I'm starting to work with Netezza on Aginity to handle millions of records per table. I've been reading up online on how to optimize tables so that loading the data and running queries on it will be relatively quick and I have a few questions.
1) One thing I read was that the distribution you pick when creating a table will impact how fast you can query the table. For the most part, is it best to distribute on the primary key? And let's say there are no primary keys but instead there are foreign keys in a table, is it good to distribute on both foreign keys or just one?
2) I read about the way in which you can see the skew of your table (which i guess is based alot on your distribution) by running this query:
SELECT count(*), datasliceid from SCHEMA.TableName group by datascliceid ordery by datasliceid
So in doing this, I noticed that the minimum number of data per datasliceid was 21,530 and the max was 22,456. There are 240 datasliceid's that was returned. Is this good or should the data be distributed much more evenly?

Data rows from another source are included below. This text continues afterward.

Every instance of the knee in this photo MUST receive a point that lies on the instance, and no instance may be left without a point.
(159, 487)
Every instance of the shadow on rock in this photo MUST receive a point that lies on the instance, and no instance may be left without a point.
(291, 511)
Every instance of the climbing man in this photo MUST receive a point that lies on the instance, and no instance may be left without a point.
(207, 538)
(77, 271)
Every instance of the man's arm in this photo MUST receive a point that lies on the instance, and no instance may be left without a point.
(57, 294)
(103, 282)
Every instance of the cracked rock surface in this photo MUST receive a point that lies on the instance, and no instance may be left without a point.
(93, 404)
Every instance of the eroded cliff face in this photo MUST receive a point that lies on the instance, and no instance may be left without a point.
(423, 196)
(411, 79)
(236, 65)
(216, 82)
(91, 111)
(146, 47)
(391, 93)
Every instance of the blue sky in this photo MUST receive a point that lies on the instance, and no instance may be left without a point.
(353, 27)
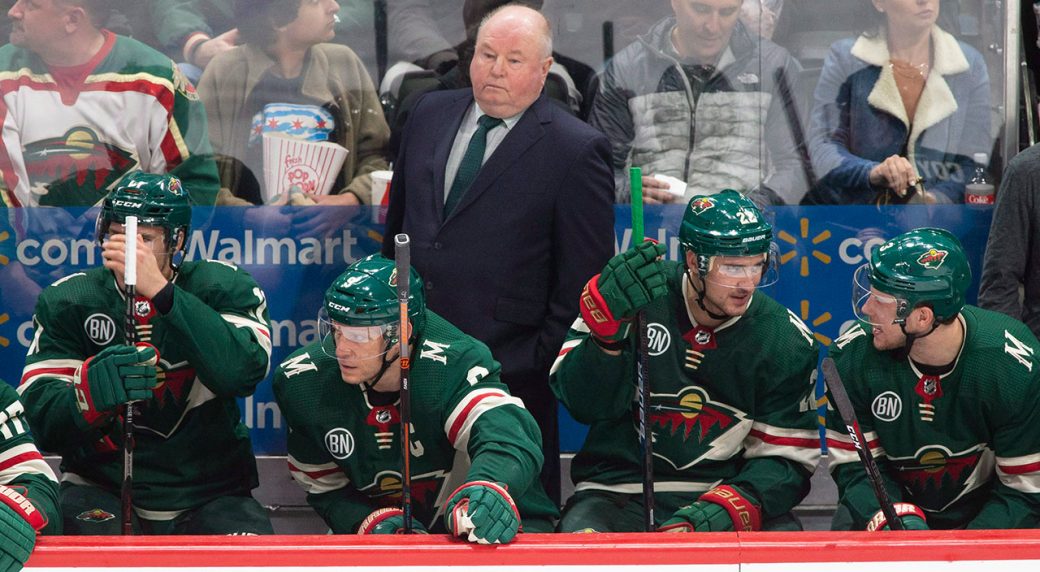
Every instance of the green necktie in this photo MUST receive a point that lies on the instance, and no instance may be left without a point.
(471, 162)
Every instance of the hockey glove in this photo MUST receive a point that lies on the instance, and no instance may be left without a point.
(483, 513)
(118, 374)
(388, 521)
(911, 516)
(19, 522)
(725, 508)
(630, 280)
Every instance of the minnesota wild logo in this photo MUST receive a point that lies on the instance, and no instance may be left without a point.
(701, 205)
(76, 169)
(936, 475)
(689, 425)
(932, 259)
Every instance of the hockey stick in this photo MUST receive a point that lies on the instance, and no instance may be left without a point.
(403, 257)
(130, 290)
(643, 366)
(843, 406)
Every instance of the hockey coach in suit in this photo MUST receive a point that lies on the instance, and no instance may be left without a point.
(508, 200)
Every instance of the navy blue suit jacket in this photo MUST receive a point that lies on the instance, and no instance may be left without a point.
(509, 264)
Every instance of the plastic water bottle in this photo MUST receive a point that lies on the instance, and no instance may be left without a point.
(980, 189)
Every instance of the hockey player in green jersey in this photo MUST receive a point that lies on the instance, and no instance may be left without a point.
(209, 333)
(945, 395)
(475, 451)
(28, 489)
(731, 374)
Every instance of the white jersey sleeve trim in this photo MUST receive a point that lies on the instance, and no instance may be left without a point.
(801, 446)
(475, 404)
(23, 459)
(59, 369)
(1020, 473)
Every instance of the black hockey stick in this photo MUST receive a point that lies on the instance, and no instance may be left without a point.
(130, 290)
(403, 257)
(643, 365)
(843, 406)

3) Last but not least, I'm trying to run:
generate statistics on SCHEMA.TABLENAME
inside of Aginity but when I do, I just get the message The command completed successfully
but nothing shows up. How do I view this information?

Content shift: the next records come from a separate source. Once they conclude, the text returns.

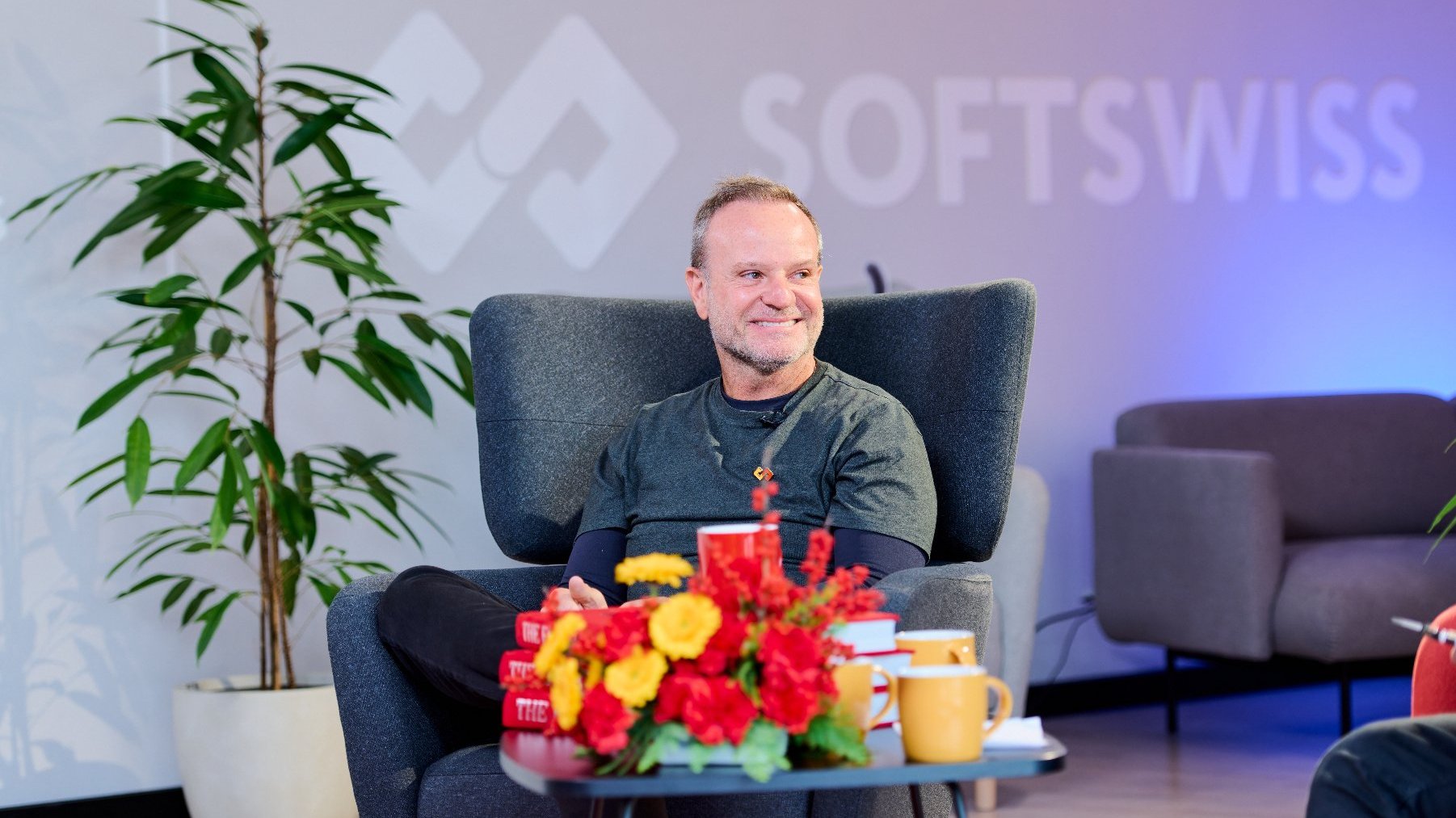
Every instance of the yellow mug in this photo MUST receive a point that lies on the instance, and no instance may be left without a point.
(942, 712)
(938, 647)
(856, 689)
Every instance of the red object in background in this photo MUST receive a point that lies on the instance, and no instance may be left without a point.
(739, 540)
(1433, 682)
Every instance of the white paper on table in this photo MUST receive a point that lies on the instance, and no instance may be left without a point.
(1018, 734)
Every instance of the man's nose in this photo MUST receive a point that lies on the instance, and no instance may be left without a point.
(778, 295)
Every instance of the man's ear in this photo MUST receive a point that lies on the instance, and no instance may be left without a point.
(696, 290)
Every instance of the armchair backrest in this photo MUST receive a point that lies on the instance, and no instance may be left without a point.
(557, 375)
(1345, 464)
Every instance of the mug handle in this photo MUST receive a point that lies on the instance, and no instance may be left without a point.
(1002, 703)
(893, 693)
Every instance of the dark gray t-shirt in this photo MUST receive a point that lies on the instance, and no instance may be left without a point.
(839, 449)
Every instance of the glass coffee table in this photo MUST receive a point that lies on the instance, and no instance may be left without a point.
(549, 766)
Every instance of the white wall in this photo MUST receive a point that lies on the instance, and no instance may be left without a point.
(1212, 199)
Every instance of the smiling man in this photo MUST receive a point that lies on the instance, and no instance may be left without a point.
(844, 451)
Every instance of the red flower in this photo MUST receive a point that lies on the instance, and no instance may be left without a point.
(718, 709)
(816, 564)
(604, 721)
(726, 647)
(788, 702)
(609, 636)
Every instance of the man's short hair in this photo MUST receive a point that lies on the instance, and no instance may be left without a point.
(744, 188)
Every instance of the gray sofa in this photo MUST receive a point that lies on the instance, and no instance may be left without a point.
(1276, 527)
(555, 375)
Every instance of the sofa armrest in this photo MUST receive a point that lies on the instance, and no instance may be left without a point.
(392, 729)
(1189, 547)
(941, 596)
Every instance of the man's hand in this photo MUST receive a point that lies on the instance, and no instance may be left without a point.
(577, 596)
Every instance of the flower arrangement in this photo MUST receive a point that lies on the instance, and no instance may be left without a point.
(742, 660)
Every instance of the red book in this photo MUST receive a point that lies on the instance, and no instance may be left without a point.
(526, 709)
(868, 633)
(532, 627)
(519, 667)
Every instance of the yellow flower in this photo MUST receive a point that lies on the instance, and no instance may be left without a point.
(566, 692)
(684, 625)
(557, 644)
(633, 678)
(660, 569)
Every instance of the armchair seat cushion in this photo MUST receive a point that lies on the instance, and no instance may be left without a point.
(1338, 596)
(470, 782)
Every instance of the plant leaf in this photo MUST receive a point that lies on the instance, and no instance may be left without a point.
(203, 455)
(139, 459)
(128, 384)
(309, 132)
(168, 287)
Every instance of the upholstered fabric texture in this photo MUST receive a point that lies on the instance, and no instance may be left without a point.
(555, 375)
(1349, 464)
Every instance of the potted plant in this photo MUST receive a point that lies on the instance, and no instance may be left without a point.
(226, 333)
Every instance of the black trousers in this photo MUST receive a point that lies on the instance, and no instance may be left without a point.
(448, 635)
(1398, 767)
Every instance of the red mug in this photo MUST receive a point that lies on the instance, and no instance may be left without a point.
(739, 539)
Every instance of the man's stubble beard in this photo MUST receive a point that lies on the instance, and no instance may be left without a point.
(730, 342)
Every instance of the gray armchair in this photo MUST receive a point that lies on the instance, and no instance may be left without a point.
(555, 377)
(1285, 529)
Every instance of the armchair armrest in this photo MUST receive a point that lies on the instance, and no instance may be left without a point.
(392, 729)
(1189, 547)
(941, 596)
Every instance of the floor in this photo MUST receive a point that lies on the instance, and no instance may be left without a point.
(1239, 756)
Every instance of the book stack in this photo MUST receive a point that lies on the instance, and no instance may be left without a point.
(873, 640)
(528, 700)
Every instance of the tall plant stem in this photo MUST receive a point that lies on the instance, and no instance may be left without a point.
(267, 515)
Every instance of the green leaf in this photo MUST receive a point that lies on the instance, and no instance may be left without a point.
(197, 603)
(172, 233)
(310, 359)
(127, 386)
(175, 593)
(303, 475)
(308, 132)
(360, 379)
(221, 518)
(168, 287)
(243, 268)
(221, 342)
(341, 74)
(221, 79)
(210, 619)
(334, 156)
(139, 459)
(203, 455)
(146, 582)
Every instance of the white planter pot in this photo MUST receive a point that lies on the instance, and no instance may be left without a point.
(246, 753)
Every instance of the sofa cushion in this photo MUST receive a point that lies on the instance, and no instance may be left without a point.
(1347, 464)
(470, 782)
(1338, 596)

I’ll give it a try: 1) only worry about distribution for REALLY large tables (go RANDOM on all the small/medium ones) Apart from that: only distribute on one column, and only if you join on it a LOT 2) that distribution in not skewed in my opinion. Don’t worry. 3) when you update statistics in a database it’s primarily for the benefit of the database optimizer to make better choices when you run (complex) sql against it. You can however read that info back from the catalog tables afterwards. Queries for that can be found online :)